THPPR069 Compact, Inexpensive X-Band Linacs as Radioactive Isotope Source Replacements 4136
 
  • S. Boucher, R.B. Agustsson, X.D. Ding, L. Faillace, P. Frigola, A.Y. Murokh, M. Ruelas, S. Storms
    RadiaBeam, Santa Monica, USA
 
  Funding: Work supported by DNDO Phase II SBIR HSHQDC-10-C-00148 and DOE Phase II SBIR DE-SC0000865.
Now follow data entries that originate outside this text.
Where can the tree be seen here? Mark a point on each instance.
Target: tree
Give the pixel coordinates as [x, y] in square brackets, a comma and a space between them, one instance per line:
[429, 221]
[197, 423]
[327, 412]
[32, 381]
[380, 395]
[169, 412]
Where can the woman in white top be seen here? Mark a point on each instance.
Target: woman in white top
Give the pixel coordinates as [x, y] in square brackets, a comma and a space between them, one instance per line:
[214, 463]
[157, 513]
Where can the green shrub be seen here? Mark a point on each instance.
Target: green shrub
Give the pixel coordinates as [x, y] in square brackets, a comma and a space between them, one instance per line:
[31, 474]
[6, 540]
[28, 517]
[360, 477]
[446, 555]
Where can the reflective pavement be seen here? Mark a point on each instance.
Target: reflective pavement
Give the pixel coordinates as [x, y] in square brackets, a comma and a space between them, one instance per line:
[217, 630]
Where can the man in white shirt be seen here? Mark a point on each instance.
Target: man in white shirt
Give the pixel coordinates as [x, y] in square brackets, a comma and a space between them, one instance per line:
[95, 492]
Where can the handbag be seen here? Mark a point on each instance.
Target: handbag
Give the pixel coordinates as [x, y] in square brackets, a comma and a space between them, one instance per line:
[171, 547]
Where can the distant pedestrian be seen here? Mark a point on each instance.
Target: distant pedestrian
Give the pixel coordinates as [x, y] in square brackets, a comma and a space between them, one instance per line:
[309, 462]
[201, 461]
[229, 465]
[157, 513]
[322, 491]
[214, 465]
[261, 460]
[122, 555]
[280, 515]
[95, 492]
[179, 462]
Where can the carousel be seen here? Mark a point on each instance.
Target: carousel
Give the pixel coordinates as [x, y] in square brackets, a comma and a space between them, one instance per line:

Radioisotope sources are still commonly used in a variety of industrial and medical applications. The US National Research Council has identified as a priority the replacement of high-activity sources with alternative technologies, due to the risk of accidents and diversion by terrorists for use in radiological dispersal devices (“dirty bombs”). RadiaBeam Technologies is developing novel, compact, inexpensive linear accelerators for use in a variety of such applications as cost-effective replacements. The technology is based on the MicroLinac (originally developed at SLAC), an X-band linear accelerator powered by an inexpensive and commonly available magnetron. Prototypes are currently under construction. This paper will describe the design, engineering, fabrication and future testing of these linacs at RadiaBeam. Future development plans will also be discussed.